The power of fluorescent-labeling approaches was demonstrated in a lecture by Rowe from Farmington, Connecticut, USA. Using the application example of fracture repair, he showed how multiplexed green fluorescent protein reporter mice, which yield color signals specific to subsequent differentiation stages, can be created. The impact of donor cells on callus formation fracture healing can be differentiated by color coding host versus donor cells. Rowe also presented how traditional dynamic histomorphometry analyses could be facilitated and performed faster by semi-automated image processing of multiple fluorescent labels characterizing fluorescent mineralization and endogenous enzymatic signals.

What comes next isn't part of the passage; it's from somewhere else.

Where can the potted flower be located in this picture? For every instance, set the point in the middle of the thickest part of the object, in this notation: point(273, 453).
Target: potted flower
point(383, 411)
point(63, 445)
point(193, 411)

Longitudinal micro-CT are established to determine changes in bone microstructure. Schulte et al. from Zürich, Switzerland, showed that by careful co-registration of micro-CT images, the distribution of resorption spaces and areas of bone formation can be depicted. As the method is totally non-destructive, this also enables to temporally disentangle the sequence of resorption and formation at a given location, something that so far can only be calculated indirectly based on dynamic histomorphometric modeling. Schulte et al. applied the method in a model of loading of tail vertebrae of mice. She showed differences between bisphosphonate and parathyroid hormone in their ability to activate formation at previously quiescent bone sites.